Hi,
Ok took a while but got a partial solution working.
However I can not get it right, for now, forg.V().local(out().count())
I am not able to manage the localTraversal.reset() properly.
I should however be able to get it right later when I optimize
ReducingBarrierStep by pushing down the reducing to the db.
So for now I replace LocalStep andChooseStep (that do not have any
ReducingBarrierStep, RangeGlobal orSampleStep) with custom steps to
barrier the starts.
The biggest problem was to not loose the order of the incoming starts.
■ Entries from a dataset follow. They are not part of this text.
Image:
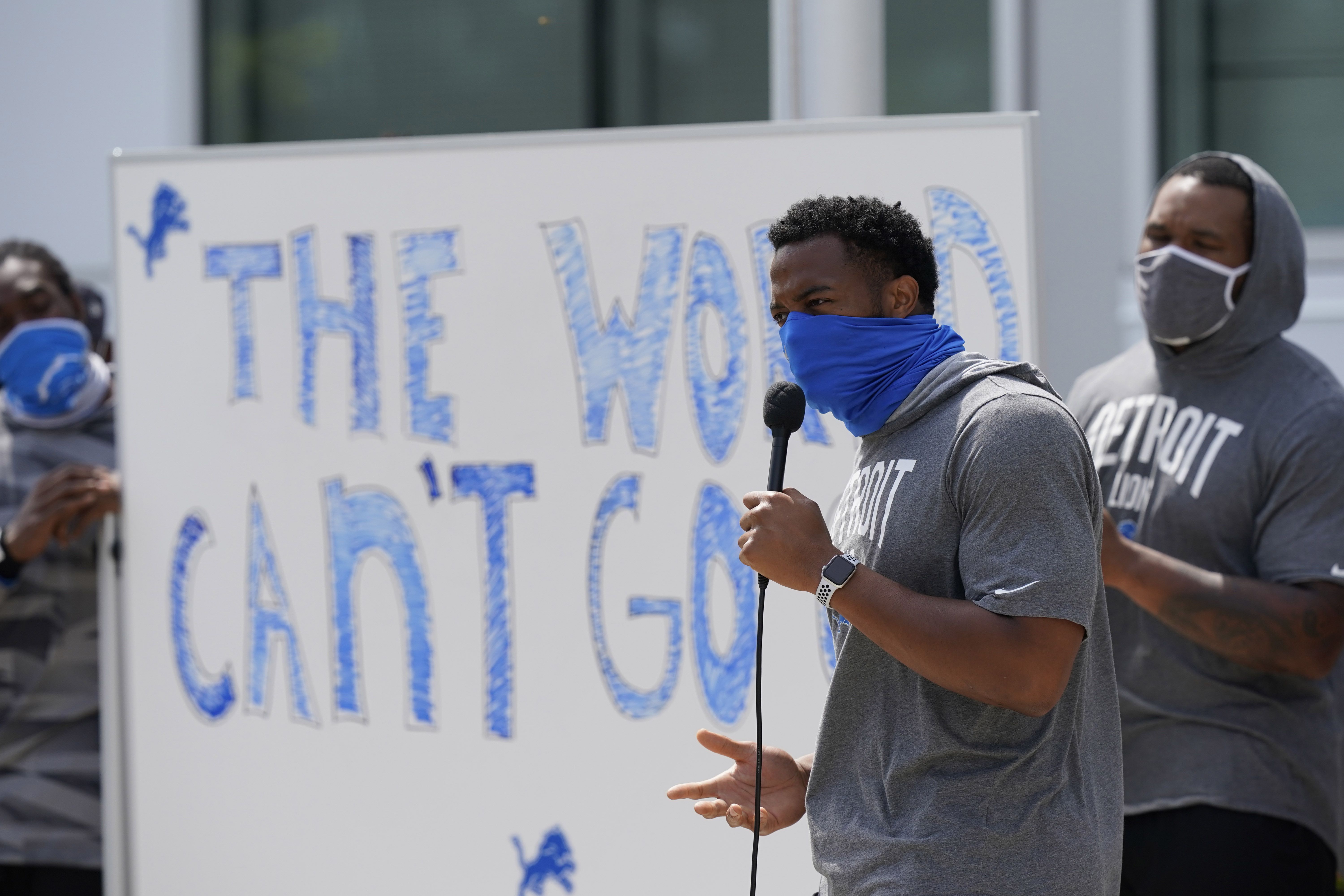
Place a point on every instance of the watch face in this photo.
(839, 570)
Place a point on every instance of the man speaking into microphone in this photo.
(971, 738)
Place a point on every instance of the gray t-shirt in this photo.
(1229, 456)
(1241, 475)
(979, 488)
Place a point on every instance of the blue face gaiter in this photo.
(50, 377)
(862, 369)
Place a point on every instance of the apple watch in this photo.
(834, 577)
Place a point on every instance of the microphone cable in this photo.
(756, 809)
(786, 408)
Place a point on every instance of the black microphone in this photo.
(784, 410)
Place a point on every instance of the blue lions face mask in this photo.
(862, 369)
(50, 377)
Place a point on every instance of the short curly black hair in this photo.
(884, 240)
(30, 250)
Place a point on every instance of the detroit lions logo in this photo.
(554, 860)
(165, 218)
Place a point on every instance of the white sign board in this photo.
(433, 453)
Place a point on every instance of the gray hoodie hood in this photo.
(954, 375)
(1272, 296)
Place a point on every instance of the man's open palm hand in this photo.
(730, 796)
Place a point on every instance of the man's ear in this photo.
(901, 297)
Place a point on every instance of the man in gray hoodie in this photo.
(971, 737)
(1221, 452)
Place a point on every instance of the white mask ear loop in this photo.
(1233, 273)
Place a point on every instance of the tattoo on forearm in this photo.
(1255, 631)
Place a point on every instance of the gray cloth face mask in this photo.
(1185, 297)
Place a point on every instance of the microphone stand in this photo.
(784, 410)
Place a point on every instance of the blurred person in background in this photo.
(1221, 453)
(56, 480)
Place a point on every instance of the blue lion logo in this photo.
(165, 218)
(553, 860)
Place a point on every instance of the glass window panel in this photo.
(937, 57)
(1264, 78)
(329, 69)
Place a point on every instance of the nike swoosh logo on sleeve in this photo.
(1015, 590)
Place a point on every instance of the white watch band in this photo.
(826, 592)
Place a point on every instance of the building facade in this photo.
(1126, 89)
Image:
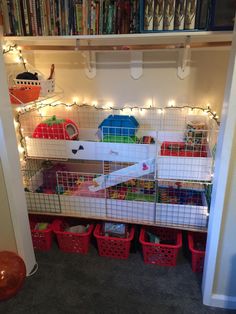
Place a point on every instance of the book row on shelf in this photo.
(93, 17)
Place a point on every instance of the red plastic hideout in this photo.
(24, 94)
(182, 149)
(72, 242)
(111, 246)
(56, 129)
(197, 246)
(158, 253)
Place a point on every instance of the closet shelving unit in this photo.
(128, 182)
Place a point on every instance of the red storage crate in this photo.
(72, 242)
(196, 243)
(111, 246)
(42, 239)
(161, 254)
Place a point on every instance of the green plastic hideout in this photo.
(120, 139)
(140, 197)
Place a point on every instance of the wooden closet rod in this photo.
(126, 47)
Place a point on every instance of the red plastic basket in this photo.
(161, 254)
(24, 94)
(72, 242)
(198, 256)
(42, 239)
(111, 246)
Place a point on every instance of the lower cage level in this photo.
(61, 190)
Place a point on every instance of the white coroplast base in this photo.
(130, 211)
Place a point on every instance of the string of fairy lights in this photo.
(36, 106)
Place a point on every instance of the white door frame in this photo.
(222, 165)
(13, 178)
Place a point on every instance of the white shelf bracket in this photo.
(136, 64)
(90, 61)
(183, 69)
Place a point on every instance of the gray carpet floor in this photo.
(72, 283)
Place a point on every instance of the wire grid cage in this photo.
(183, 144)
(156, 172)
(142, 200)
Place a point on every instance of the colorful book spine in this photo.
(38, 17)
(101, 16)
(110, 19)
(148, 15)
(180, 7)
(190, 14)
(34, 18)
(169, 15)
(202, 14)
(6, 17)
(79, 18)
(158, 15)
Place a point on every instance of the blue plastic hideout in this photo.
(119, 125)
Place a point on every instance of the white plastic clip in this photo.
(90, 62)
(136, 64)
(183, 69)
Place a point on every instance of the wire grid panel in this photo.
(179, 206)
(185, 154)
(75, 196)
(132, 200)
(36, 199)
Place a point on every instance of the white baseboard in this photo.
(223, 301)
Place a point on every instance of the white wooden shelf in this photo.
(196, 37)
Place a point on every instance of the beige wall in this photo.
(225, 283)
(113, 82)
(7, 236)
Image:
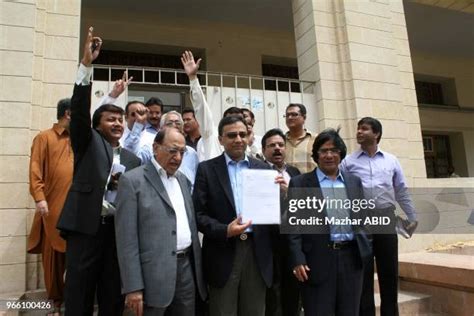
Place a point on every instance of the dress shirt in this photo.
(299, 152)
(173, 189)
(84, 74)
(336, 190)
(107, 207)
(235, 176)
(208, 146)
(382, 179)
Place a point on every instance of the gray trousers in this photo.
(184, 293)
(244, 292)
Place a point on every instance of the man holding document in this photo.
(237, 256)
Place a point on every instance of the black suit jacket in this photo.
(313, 249)
(93, 157)
(214, 206)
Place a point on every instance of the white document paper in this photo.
(260, 197)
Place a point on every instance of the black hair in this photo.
(300, 106)
(154, 101)
(188, 110)
(374, 124)
(252, 116)
(229, 120)
(63, 106)
(329, 134)
(271, 133)
(232, 110)
(130, 103)
(104, 108)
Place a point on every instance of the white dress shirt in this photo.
(173, 189)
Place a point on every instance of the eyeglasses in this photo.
(291, 114)
(233, 135)
(326, 151)
(174, 151)
(171, 123)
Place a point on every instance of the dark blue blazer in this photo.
(313, 249)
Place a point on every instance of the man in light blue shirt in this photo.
(383, 181)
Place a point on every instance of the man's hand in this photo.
(92, 47)
(190, 66)
(283, 185)
(134, 301)
(140, 114)
(120, 85)
(42, 208)
(300, 272)
(235, 228)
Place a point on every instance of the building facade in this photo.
(408, 63)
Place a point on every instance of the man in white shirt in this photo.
(157, 241)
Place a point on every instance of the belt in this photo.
(337, 245)
(106, 219)
(245, 236)
(181, 254)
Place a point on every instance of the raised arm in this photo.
(80, 126)
(201, 108)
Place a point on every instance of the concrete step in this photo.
(410, 303)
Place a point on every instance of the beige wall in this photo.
(229, 47)
(461, 69)
(37, 68)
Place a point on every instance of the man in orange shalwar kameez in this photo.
(51, 168)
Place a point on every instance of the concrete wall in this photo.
(38, 54)
(236, 48)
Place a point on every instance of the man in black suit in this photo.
(237, 257)
(283, 297)
(329, 262)
(87, 220)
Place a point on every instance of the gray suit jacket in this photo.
(145, 225)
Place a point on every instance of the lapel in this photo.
(185, 190)
(222, 175)
(154, 178)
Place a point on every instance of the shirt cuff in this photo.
(83, 75)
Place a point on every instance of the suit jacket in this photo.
(93, 157)
(292, 171)
(146, 236)
(215, 209)
(312, 249)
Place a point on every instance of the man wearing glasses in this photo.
(237, 257)
(298, 140)
(157, 240)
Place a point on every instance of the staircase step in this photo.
(410, 303)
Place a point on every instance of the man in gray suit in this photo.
(157, 241)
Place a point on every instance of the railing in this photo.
(266, 96)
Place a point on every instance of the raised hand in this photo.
(120, 85)
(236, 228)
(92, 48)
(190, 66)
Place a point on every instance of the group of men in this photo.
(129, 198)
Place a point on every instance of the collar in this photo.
(360, 152)
(162, 172)
(228, 160)
(307, 133)
(322, 176)
(275, 166)
(59, 129)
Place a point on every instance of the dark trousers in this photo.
(283, 298)
(183, 303)
(340, 293)
(92, 266)
(244, 292)
(385, 250)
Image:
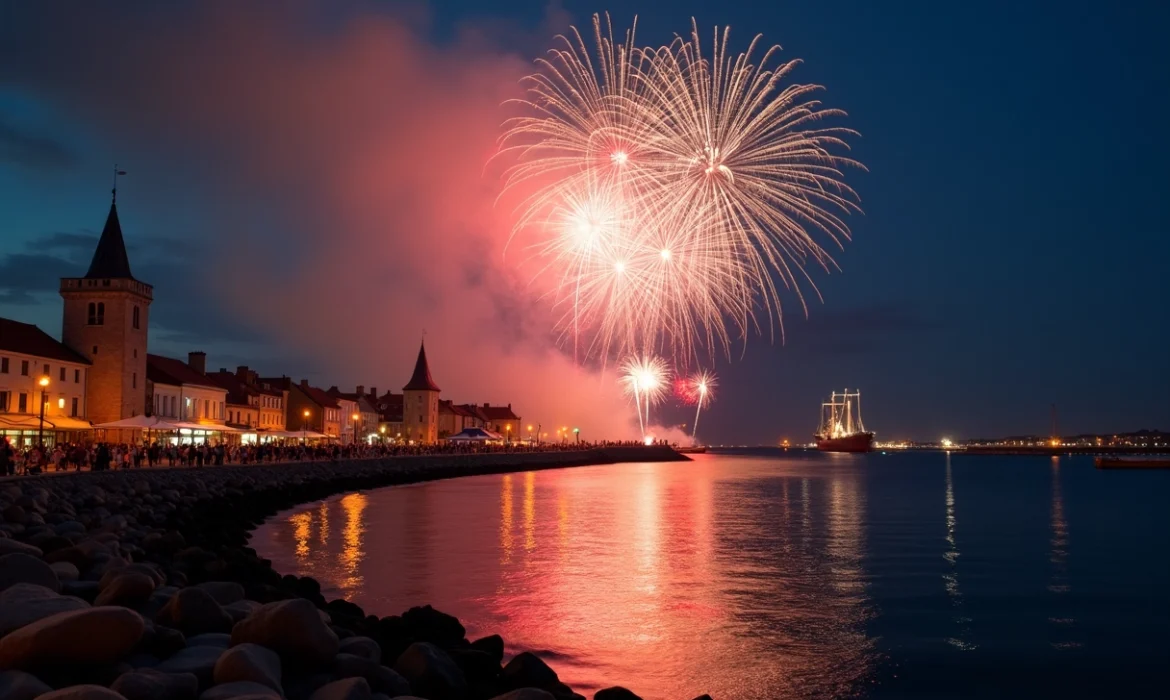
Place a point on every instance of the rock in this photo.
(380, 678)
(431, 672)
(252, 663)
(199, 660)
(64, 571)
(193, 611)
(527, 694)
(219, 639)
(528, 671)
(126, 589)
(491, 645)
(225, 592)
(362, 646)
(427, 624)
(239, 691)
(18, 685)
(82, 693)
(146, 684)
(25, 568)
(294, 630)
(348, 688)
(88, 636)
(13, 547)
(26, 603)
Basically I keep some state and sort the results afterwards.
There are more steps to replace but for now the strategy seems to be
working.
Cheers
Pieter
On 20/04/2017 21:59, Marko Rodriguez wrote:
Pieter…. you have a fascinating problem. Because this touches exactly
at one of the fundamental concepts of Gremlin — local vs. global
traversals.
g.V().out().count() == g.V().local(out()).count()
However,
g.V().out().count() != g.V().local(out().count())
///////////////
gremlin> g.V().out().count()
==>6
gremlin> g.V().local(out()).count()
==>6
gremlin> g.V().out().count()
==>6
gremlin> g.V().local(out().count())
==>3
==>0
==>0
==>2
==>0
==>1
gremlin>
So, your ability to grab the "global stream” and not just a single
object from it within a local traversal will require some trickery.
Look at:
g.V().local(out().count())
How would we do this so you pull all the V()’s into the Sqlg[out()]
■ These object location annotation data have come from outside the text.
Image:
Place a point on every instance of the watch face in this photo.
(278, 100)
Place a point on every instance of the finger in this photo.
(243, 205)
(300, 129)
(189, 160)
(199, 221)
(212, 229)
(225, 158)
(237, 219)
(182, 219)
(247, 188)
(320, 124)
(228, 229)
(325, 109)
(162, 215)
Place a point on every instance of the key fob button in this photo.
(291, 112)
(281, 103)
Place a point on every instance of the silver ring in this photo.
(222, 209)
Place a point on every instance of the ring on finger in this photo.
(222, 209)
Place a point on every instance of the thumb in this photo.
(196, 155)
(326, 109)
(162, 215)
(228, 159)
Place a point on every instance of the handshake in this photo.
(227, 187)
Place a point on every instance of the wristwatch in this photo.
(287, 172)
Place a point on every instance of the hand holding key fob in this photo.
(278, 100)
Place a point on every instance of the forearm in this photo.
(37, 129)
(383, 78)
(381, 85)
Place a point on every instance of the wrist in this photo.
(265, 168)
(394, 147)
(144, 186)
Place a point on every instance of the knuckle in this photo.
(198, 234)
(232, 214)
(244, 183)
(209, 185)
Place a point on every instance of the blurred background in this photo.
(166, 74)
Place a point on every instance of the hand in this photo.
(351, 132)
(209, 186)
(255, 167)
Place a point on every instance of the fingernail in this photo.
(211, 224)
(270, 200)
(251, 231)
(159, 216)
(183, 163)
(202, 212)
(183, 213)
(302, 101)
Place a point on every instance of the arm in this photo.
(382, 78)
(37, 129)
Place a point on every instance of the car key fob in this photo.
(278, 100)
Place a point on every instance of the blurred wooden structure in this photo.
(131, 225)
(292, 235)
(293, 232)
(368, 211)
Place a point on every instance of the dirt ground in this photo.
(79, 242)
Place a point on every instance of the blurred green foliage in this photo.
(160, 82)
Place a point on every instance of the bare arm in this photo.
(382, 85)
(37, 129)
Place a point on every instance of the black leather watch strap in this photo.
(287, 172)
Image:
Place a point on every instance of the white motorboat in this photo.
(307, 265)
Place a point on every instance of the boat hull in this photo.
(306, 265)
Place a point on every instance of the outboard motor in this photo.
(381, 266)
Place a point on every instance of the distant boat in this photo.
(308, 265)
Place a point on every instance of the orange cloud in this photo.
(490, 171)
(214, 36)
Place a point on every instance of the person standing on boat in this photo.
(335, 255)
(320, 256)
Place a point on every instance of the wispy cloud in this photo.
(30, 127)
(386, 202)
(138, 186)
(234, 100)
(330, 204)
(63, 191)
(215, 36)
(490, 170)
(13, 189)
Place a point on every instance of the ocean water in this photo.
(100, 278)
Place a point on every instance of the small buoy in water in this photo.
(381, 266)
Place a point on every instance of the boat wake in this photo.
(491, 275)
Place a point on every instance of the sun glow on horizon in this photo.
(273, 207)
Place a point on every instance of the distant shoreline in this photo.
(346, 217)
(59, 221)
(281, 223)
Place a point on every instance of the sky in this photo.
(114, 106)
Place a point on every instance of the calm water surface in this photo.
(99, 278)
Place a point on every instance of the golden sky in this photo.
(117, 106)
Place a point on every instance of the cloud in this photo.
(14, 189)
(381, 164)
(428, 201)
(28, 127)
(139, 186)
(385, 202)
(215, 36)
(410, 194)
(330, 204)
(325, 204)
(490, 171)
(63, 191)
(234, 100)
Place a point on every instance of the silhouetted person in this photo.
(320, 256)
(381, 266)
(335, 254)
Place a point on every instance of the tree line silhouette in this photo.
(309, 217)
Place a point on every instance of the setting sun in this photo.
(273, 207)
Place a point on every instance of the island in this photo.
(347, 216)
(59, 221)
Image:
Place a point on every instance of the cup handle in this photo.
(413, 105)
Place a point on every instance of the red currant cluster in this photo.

but still single stream post process? Thats a good question. Hmmmm…
g.V().aggregate(‘x’).cap(‘x’).local(sqlgOut().count())
Now, Sqlg[out()] would do this:
1. Is the input a list? If yes, then execute all in batch.
2. Then pop off the first mapping as the output to count() only!
3. then Sqlg[out()].reset() method doesn’t clear…..
Wait… no, it can’t do that………………………………cause it will not next() correctly.
Hm. Wow…. mind blown.
Owwww………….
Marko.
On Apr 20, 2017, at 10:47 AM, pieter <[email protected]
<mailto:[email protected]>> wrote:
Sorry, forwarding was not a good idea either,
Here is an example with global children and the batching works well.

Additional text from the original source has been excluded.